You can see GitHub wrestling with the technical details and the best way to communicate around real or perceived instability. They have added a new “degraded performance” state, per-service uptime metrics, and clearer communication around model availability. They are separating things into three buckets now, degraded performance, partial outage, and major outage–with per service metrics determining these states.

The GitHub Status Page breaks things down by Git operations, Webhooks, API requests, issues, pull requests, actions, packages, pages, code spaces, and now copilot, which let’s you asses which part of the platform you care about being up or down, and separates the API from the platform. Each platform will have their own way of breaking things down, but I will be looking for what some of the common patterns are around what status pages report, what services they use, and the separation of API and the rest of the platform.
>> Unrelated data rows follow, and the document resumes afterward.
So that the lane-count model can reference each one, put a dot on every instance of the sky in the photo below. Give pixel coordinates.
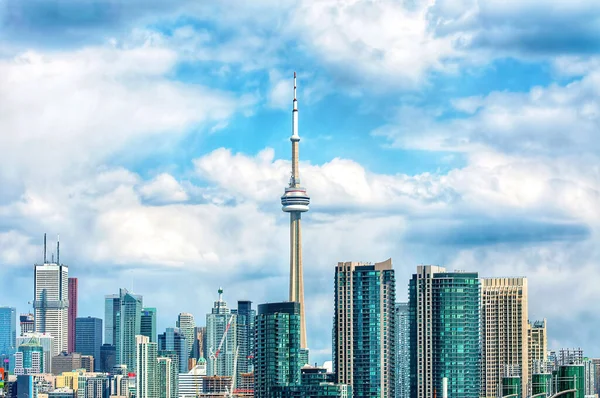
(153, 137)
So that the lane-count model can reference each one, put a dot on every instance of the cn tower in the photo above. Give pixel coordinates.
(295, 201)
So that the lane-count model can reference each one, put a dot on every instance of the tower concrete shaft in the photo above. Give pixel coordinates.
(295, 201)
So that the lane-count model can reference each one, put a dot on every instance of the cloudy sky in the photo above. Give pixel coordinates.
(153, 137)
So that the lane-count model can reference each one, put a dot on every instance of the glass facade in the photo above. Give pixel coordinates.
(277, 361)
(445, 335)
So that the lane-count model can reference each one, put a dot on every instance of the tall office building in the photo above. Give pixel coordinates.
(164, 382)
(89, 338)
(537, 342)
(51, 301)
(295, 201)
(146, 364)
(123, 316)
(365, 328)
(72, 313)
(402, 351)
(174, 340)
(27, 323)
(504, 325)
(218, 323)
(46, 340)
(8, 333)
(245, 338)
(185, 323)
(148, 324)
(277, 361)
(445, 332)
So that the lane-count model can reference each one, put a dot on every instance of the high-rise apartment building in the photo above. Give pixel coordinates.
(146, 365)
(123, 315)
(51, 303)
(504, 325)
(186, 323)
(89, 338)
(537, 342)
(444, 310)
(164, 382)
(148, 324)
(402, 351)
(365, 328)
(8, 333)
(295, 201)
(72, 313)
(277, 361)
(174, 340)
(218, 323)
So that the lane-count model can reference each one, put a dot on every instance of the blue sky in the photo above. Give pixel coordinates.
(153, 136)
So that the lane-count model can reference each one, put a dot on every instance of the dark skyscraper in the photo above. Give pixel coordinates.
(88, 340)
(277, 361)
(72, 313)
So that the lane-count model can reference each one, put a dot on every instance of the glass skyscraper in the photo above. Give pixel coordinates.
(88, 340)
(8, 333)
(277, 361)
(445, 335)
(364, 328)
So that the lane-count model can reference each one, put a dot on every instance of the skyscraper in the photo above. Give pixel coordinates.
(218, 323)
(173, 340)
(364, 328)
(164, 382)
(402, 351)
(185, 323)
(148, 324)
(295, 201)
(72, 313)
(277, 361)
(128, 325)
(8, 333)
(445, 332)
(89, 338)
(51, 301)
(146, 364)
(504, 324)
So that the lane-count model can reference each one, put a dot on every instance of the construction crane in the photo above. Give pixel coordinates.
(215, 355)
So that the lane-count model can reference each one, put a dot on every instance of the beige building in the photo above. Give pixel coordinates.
(505, 350)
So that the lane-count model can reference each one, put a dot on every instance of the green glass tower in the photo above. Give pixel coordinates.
(445, 335)
(277, 360)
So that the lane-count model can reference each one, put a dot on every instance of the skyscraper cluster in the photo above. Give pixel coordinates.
(458, 335)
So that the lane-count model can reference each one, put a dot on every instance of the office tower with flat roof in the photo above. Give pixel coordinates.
(186, 323)
(295, 201)
(537, 342)
(173, 340)
(148, 324)
(146, 364)
(277, 361)
(89, 338)
(174, 357)
(46, 340)
(364, 332)
(51, 301)
(402, 351)
(444, 309)
(221, 322)
(27, 323)
(164, 372)
(504, 325)
(128, 325)
(72, 313)
(8, 333)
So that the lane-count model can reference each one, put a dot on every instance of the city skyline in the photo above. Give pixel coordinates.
(155, 141)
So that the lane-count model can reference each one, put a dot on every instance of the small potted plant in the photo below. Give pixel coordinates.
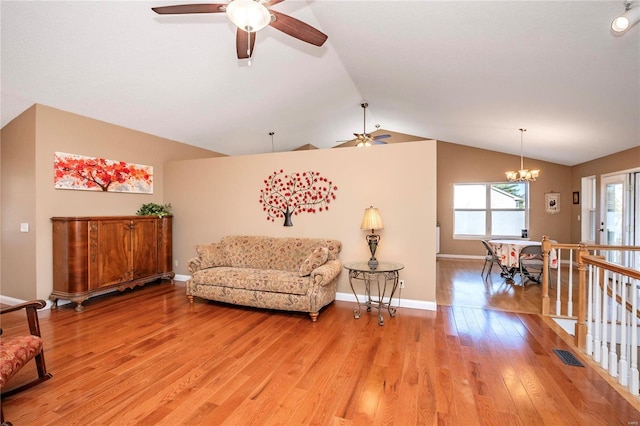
(153, 209)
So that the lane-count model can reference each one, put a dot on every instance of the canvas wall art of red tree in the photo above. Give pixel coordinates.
(286, 195)
(72, 171)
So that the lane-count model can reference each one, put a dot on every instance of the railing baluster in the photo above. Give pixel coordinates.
(590, 287)
(604, 349)
(613, 355)
(623, 369)
(570, 287)
(634, 385)
(598, 308)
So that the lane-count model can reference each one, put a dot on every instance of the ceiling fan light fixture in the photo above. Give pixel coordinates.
(248, 15)
(628, 19)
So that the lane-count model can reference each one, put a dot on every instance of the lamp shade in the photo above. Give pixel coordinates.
(372, 219)
(248, 15)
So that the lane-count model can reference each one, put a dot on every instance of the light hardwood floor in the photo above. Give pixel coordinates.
(146, 357)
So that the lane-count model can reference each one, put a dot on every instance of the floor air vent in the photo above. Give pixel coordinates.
(568, 358)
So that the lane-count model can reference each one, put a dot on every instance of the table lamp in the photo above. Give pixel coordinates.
(373, 221)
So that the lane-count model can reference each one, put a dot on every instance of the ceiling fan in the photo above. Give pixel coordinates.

I’ll have to step back and do some thinking about the business and politics of this transparency from GitHub. What does the introduction of “degraded performance” do when it comes to service level agreements or other general expectations? I am curious to think more about what they might be getting ahead of here. But I don’t want to assume any ill intent behind their blog post. I just get nervous when I see “transparency” used, as I watch transparency pages evolve from something helpful to something that was used to split the business and political hairs in favor of platforms.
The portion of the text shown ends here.